Pat Coston Movie Reviews

Wednesday, December 06, 2006

The Prestige


The Prestige is one of the best movies of 2006!

I just wanted to get that off my chest. Unfortunately its been over a month since I saw The Prestage so it is not fresh in my mind. I've been too busy with work but finally I have some time off to blog about it.

Hugh Jackman morphs once again. I didn't even know it was him until I checked imdb.com.



But the guy that morphed even more is David Bowie.


I did say to myself "his voice reminds me of David Bowie" but I had no clue it was actually him because he looks nothing like David Bowie. He is great as Nikolas Tesla who is based on a real person who invented the Tesla Coil.



It is super hard to talk about this movie without giving away the triple twist at the end. I never saw it coming. I just want to reveal everything to tell you how brilliant this movie is but it would ruin it for you. You would not have the same experience I did knowing the ending ahead of it.

I can't wait to see this movie a second time because it is a completely different movie once you know the ending. Everything that happens will take on a different meaning. When you first see it, you don't really know what is going on or understand what you see but you don't know it yet. The movie itself is a magic trick.

Here is a quote from the movie: Every great magic trick consists of three acts. The first act is called "The Pledge"; The magician shows you something ordinary, but of course... it probably isn't. The second act is called "The Turn"; The magician makes his ordinary some thing do something extraordinary. Now if you're looking for the secret... you won't find it, that's why there's a third act called, "The Prestige"; this is the part with the twists and turns, where lives hang in the balance, and you see something shocking you've never seen before.

The movie itself follows these three acts.


The movie is about two magicians who compete against each other for the greatest trick except one of them pays Tesla a great deal of money to build a machine that will enable him to do the greatest trick anyone has ever seen. Unfortunately Tesla only gets it working half way. This invention is too great to tell the world. The world is not ready for this discovery. The magician decides to go ahead and use the technology and just deal with the consequences.

The movie is full of so many great actors and the performances are first rate. Scarlett Johansson is amazing as always. I've never been a fan of Michael Caine but he's simply brilliant in this. Christian Bale is great too.

I could not stop thinking about this movie for weeks after I saw it and in fact after doing so much thinking about it I think that I've uncovered a couple of plot holes. I asked myself, if I was in their place what would I do? Would I have the nerve and guts to use this technology to create the greatest trick ever seen?

Spoiler Alert! Continue at your own risk!

I cannot hold it in any longer. It's like knowing some great secret that eats away you until you finally have to tell someone.


The magician Angier pays Tesla to build a transporter. It works half way. It can make a copy but the original remains behind. In other words, it can make an exact copy of anything! The world in the year 2000 is not ready for such a device and certainly not in the year 1900.

Angier wants a trick where he transports himself from the stage to the back of the theater in an instant only its not a trick.

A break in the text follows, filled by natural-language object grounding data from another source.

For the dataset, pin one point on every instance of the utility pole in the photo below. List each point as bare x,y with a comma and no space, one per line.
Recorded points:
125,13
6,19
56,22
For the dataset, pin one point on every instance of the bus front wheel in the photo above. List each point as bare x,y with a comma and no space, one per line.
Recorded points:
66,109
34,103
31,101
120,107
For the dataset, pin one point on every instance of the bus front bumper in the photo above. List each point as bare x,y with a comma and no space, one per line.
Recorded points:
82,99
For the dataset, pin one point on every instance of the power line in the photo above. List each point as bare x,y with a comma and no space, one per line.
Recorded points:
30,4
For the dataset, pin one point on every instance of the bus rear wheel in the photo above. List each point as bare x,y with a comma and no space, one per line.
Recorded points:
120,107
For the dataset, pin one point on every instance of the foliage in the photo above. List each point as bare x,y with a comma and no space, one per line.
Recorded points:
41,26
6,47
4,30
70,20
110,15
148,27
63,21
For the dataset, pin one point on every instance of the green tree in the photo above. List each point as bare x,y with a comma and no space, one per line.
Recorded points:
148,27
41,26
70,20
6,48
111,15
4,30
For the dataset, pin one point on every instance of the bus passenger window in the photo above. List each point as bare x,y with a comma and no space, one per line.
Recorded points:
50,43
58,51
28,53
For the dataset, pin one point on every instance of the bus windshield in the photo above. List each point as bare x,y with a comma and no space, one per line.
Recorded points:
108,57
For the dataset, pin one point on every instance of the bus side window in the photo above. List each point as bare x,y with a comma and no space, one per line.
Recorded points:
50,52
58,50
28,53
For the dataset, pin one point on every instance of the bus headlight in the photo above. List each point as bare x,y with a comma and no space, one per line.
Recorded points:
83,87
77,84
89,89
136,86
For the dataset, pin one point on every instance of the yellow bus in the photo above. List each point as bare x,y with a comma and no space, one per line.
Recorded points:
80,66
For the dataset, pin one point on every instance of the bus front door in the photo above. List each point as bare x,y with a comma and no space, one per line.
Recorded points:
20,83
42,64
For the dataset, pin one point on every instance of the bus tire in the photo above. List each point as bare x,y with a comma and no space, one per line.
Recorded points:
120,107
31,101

It's real! This is Star Trek transporter stuff happening in the year 1900 thanks to the genius of Tesla and his Tesla coils.

We don't find out what the machine does until the end and we also find out that in order to avoid having multiple copies of Angier, a trap door opens and the original Angier falls into a glass cube of water which then seals at the top and he drowns.

The stage hands are all blind and have been trained to store these glass tubes where nobody will find them. Nobody is allowed under the stage to see what happens there.

Put yourself in Angier's shoes. Each night you must commit suicide by drowning and your copy continues living and doing the trick. That part I can believe.

But at the start of the movie, the other magician, Borden, sneaks below stage to see how he does the trick. He finds Angier drowning in the glass cube and tries to rescue him but its too late. The glass and thick and hard to break.

A murder investigation is conducted to figure out who pushed the water tank under the trap door. Borden is the only suspect and is convicted of the murder. We later learn that Angier is still alive and in hiding.

The plot hole I see is that Angier did not know Borden would discover his secret so his copy should have appeared at the back of the theater. How did the copy know to stay in hiding? He could not have known what was going on under the stage.

When I say copy I mean copy of a copy of a copy of a copy of a copy, etc. since each time he preformed the trick it was a copy of a copy.

Plot hole number 2: Tesla should have been able to vaporize the original. He had to harness an incredible amount of energy to perform the transport. Seems to me it would be easy to harness enough energy to instantly vaporize the original once the transport was done.